There are of course exceptions, such as words with multiple vowels but still get pronounced as one sound, such as “there”, “where”, “these”. However, the overal spoken time of a sentence will be averaged out as we have other words as well.
The implementation is a mere 3 lines in JavaScript:
var wordSpokenLength = 0.3; // seconds
var vowels = text.strip().split( /[AEIOU]{1,}/i );
var totalDuration = vowels.length * wordSpokenLength;
(totalDuration is the suggested value for how long the segment should be)
The crux of the algorithm is the splitting of the whole sentence into groups. The estimated duration can be calculated by multiplying the number of groups with the average length of spoken word. Instead of using a regular string delimiter for the splitting, I used small regex of a group of standard latin vowels, A, E, I, O, U, with possible repetitions. For example, aloud should be spliited into 2 pronounceable groups: “a”, and “ou”. If you execute the split in the javascript console, the javascript split will return 3 groups ["", l, "d" ] instead of 2, but it’s okay because of the estimation.
This method worked surprisingly well when I tested with a few songs. I choosed Rihanna’s new song, Take a Bow, because it is a slower pace song. For most part, the suggested duration was in good agreement with the singing, even though Rihinna stretched her voice longer at the end of a line more, thus,I would still need to stretch out some imported caption segments.
I tested again with Boys Like Girls – Thunder, a more popular rock,and Kardinal Offishal/Akon – Dangerous, a hiphop/Rap song. 0.3 second for average spoken word seems to works well in all of those cases. However, with “Dangerous”, the rapping part is a bit faster than the suggested values, but this is an exception because those rappers they go for speed! I will probably need to lower the average value to 0.1 second to get a better estimation.
Since the vowels being used are more specific to English, the algorithm won’t work as well with other languages with different or more vowels, such as my beloved Vietnamese. In Vietnamese, we have vowels such as â, ă, ê, ơ, ô, ư with different accents such as ầ, ả, à, á, ê, ề, ế, ơ, ờ, ư, etc. Thus the current pattern would fail to split the sentence and the estimated duration will be shorter than what it should be. To overcome this, the splitter pattern needs to get updated to include all those different vowels so that we can get a better split results. And for non-latin languages such as Chinese, Korean, Japanese, Arabic, Mayan
etc., my method also fails miserably.
Another idea I’m thinking is that the importer can learn more about the pace of the current captions by keeping some kind of statistic of the average spoken word length. “Dangerous” have a higher word density per captions, thus the average should be 0.2, instead of 0.3, while Rihnna have a less “densed” words-per-caption, and a longer duration, then the values should be 0.35 instead of 0.3. However, this would be far more complicated implementation.
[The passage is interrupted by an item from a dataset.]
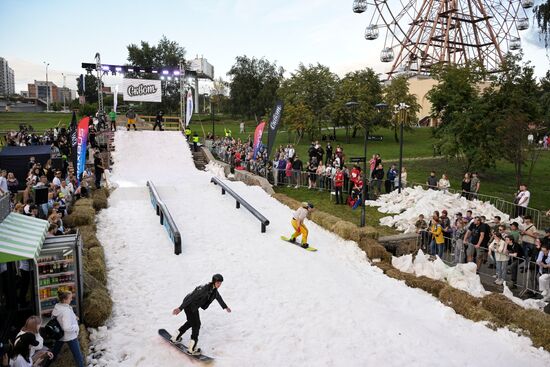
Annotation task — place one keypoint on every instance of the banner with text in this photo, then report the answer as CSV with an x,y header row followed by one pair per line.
x,y
142,90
And right now, from my hands-on experiements, 0.3 seconds seems to do the job.
I am quite please with this tweak and how it would help make the captioning process easier and faster. As we develop TubeCaption further, we have collected more feedbacks from friends and family, and we also learned more about the process. It has been a long development road since the first prototype of Captionizer. We added more and more features, tools, shortcuts, etc., with one single goal: to make captioning less tedious and more like fun. We hope you enjoy it as well!